THE UROKINASE RECEPTOR (u-PAR) AS A PREDICTIVE MOLECULAR MARKER FOR DISSEMINATED TUMOR CELL DEVELOPMENT AND CLINICAL PROGNOSIS

Our investigations of disseminated tumor cells in the bone marrow and potentially decisive phenotypic characteristics of these cells revealed that the urokinase receptor was strikingly associated with the quantitative development of disseminated tumor cells in the bone marrow over time. u-PAR was also associated with an unfavorable prognosis of solid cancer patients with evidence of these cells in the bone marrow. u-PAR has been gaining attention as one of the most relevant invasion- and metastasis-related molecules in solid cancer (see below). Several studies showed the biological relevance of u-PAR during invasion and metastasis as well as for tumor recurrence and clinical prognosis (29, 52). Thus, we investigated the u-PAR-gene expression on disseminated tumor cells at the time of primary cancer surgery, and its association with disseminated tumor cell burden in the bone marrow during postoperative follow-up, and with clinical prognosis. Our studies on gastric cancer patients revealed that u-PAR protein as measured by double immunocytochemistry on disseminated tumor cells was significantly correlated with increasing tumor cell counts in the bone marrow. In fact, the patients with evidence of u-PAR on disseminated tumor cells at the time of primary surgery most often showed a clear increase in tumor cell counts in the bone marrow during clinical follow-up (29, 31, 52). In contrast, the majority of patients without evidence of u-PAR in disseminated tumor cells at primary surgery showed an association with a decrease of tumor cells in the bone marrow, or even complete elimination of the tumor cells. Cells with u-PAR significantly increased in number during follow-up (52). In addition, patients exhibiting u-PAR in disseminated tumor cells in the bone marrow had a higher risk of clinical tumor recurrence and early tumor-related death. In contrast, cases without evidence of u-PAR in these cells were associated with decreased tumor recurrence. These results suggested that u-PAR expression is an important phenotypic characteristic critical for the development of clinically relevant systemic disease in early solid cancer (31, 52). Moreover, u-PAR has been demonstated to be a molecular predictor of the ability of disseminated tumor cells to increase in number over time, and potentially to escape microenvironmental mechanisms that would lead to their elimination.

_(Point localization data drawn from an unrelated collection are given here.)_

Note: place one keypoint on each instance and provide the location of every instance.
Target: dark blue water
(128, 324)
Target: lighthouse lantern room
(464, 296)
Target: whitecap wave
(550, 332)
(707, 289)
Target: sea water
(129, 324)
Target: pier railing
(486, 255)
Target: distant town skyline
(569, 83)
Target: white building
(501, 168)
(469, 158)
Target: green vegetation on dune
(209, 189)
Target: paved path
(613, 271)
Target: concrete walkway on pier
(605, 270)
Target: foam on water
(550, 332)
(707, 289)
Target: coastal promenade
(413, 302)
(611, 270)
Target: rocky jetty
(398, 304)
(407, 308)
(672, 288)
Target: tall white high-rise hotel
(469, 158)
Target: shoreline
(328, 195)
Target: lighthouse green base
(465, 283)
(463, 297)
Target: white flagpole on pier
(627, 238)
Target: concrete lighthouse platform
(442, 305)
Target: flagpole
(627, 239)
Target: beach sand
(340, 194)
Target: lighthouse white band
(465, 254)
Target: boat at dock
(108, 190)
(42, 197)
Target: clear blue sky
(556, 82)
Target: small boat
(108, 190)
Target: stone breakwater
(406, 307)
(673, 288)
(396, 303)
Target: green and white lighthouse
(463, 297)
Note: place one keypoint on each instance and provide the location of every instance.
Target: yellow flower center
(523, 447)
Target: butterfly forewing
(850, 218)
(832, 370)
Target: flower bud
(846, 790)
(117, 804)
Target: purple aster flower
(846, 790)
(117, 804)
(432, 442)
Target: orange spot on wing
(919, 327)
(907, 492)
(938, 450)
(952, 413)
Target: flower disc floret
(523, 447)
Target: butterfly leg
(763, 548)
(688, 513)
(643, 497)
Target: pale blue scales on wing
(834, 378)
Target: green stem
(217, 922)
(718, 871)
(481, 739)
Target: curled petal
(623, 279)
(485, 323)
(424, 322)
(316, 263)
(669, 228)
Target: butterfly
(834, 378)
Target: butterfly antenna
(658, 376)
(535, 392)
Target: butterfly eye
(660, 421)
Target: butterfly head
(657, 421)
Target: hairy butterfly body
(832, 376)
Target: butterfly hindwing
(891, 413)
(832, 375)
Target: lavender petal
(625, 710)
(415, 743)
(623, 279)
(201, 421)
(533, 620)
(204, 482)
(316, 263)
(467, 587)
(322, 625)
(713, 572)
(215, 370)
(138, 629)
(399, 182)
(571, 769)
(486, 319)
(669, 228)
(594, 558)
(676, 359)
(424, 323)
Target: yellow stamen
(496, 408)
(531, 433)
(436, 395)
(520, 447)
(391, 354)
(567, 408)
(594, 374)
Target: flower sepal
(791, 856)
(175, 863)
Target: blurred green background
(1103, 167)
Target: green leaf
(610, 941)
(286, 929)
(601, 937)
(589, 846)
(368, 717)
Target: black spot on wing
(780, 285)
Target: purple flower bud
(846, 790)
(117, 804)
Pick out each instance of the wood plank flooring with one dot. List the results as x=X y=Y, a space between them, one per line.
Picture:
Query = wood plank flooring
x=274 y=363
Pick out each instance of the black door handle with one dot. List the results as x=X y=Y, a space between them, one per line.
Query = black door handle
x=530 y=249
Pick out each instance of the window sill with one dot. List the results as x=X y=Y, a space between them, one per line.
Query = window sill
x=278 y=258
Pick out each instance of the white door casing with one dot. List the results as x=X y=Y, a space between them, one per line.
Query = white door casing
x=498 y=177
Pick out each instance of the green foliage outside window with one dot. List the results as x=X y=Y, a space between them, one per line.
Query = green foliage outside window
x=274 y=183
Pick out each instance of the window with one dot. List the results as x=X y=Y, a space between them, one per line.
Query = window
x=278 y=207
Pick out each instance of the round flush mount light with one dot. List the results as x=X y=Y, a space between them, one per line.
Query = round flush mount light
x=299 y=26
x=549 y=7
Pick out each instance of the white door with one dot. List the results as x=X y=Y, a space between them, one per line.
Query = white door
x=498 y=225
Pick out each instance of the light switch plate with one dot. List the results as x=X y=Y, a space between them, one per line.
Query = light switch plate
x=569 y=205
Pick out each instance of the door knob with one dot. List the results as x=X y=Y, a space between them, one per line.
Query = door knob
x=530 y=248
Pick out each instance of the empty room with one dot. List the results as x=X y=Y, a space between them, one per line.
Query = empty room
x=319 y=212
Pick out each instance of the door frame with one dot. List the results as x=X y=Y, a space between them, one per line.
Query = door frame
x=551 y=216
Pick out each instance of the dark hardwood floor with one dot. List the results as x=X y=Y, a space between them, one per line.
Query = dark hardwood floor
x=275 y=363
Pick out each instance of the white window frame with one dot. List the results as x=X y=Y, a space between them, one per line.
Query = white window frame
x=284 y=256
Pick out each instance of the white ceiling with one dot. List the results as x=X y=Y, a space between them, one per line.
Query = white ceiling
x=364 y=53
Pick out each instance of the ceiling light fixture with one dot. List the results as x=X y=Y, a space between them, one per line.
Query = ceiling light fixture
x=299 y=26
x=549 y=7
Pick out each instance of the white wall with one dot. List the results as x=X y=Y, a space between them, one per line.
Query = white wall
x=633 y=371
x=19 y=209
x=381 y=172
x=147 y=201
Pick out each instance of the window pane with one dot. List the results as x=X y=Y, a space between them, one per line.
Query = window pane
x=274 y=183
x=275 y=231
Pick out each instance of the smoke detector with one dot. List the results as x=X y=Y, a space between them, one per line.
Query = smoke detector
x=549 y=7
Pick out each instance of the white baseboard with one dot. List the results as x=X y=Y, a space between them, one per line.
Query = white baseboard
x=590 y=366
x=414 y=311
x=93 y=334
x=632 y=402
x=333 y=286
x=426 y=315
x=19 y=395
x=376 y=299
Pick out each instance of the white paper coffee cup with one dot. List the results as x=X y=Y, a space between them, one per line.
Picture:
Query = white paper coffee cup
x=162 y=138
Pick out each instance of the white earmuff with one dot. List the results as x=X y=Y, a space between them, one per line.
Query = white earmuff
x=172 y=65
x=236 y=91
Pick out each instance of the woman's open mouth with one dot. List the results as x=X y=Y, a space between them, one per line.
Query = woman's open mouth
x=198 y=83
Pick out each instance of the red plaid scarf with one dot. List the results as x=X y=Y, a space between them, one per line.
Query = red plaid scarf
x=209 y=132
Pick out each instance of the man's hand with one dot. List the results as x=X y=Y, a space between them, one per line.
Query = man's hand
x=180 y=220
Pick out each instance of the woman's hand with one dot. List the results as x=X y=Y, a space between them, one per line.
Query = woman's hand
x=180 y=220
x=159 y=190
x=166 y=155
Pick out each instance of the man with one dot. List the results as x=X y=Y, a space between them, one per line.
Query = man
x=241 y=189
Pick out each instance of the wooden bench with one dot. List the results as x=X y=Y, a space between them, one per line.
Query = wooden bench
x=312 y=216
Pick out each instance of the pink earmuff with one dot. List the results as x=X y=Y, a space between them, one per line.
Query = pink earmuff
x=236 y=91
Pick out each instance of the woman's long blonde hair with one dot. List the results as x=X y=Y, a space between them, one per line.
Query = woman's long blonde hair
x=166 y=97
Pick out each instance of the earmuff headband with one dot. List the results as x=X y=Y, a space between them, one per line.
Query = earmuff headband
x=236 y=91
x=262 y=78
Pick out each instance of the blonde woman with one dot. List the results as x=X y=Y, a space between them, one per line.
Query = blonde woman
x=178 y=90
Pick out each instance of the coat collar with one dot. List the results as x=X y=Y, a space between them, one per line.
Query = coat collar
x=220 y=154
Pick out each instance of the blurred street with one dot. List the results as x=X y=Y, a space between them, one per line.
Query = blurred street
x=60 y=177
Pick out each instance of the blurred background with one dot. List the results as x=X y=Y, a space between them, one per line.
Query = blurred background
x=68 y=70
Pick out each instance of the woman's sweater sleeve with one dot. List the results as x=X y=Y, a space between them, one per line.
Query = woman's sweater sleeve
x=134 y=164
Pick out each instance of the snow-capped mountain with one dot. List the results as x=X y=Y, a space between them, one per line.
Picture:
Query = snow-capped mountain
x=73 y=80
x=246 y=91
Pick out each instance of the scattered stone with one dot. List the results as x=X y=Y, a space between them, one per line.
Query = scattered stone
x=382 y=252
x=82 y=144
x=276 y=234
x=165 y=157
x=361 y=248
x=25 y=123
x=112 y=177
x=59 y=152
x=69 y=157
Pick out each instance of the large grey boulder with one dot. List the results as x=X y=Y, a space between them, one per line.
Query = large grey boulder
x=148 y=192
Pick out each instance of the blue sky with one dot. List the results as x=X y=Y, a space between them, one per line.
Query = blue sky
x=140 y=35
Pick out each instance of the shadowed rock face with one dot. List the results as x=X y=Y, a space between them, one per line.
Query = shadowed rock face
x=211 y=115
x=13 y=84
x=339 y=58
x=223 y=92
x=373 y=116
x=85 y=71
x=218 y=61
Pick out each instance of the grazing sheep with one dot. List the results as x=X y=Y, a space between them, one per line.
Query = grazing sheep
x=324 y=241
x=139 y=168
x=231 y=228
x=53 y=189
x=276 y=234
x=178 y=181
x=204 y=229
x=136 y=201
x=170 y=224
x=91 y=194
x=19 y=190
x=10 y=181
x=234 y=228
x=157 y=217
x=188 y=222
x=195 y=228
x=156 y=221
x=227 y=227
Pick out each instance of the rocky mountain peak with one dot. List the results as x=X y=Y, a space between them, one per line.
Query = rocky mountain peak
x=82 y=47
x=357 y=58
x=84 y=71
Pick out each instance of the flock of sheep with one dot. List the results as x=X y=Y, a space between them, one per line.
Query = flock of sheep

In an independent and larger clinical study, we showed that, in a prospective series of over 150 gastric cancer patients, the u-PAR is an independent predictor of poor clinical prognosis when detected in disseminated tumor cells in the bone marrow at primary surgery (63). This finding is in contrast to the mere detection of disseminated tumor cell numbers without immunophenotyping at surgery, which had no prognostic impact on recurrence or survival in the same patients. This again supported the hypothesis that u-PAR is a promising molecular marker to define a critical subpopulation of disseminating tumor cells potentially important for the establishment of a clinically relevant MRD component in solid cancers.

THE UROKINASE RECEPTOR—FUNCTIONS ASSOCIATED WITH INVASION AND METASTASIS

Explanations for the link between u-PAR and the interruption of asymptomatic MRD may be found in the diverse functions of u-PAR, as a molecule involved in migration, invasion, and metastasis.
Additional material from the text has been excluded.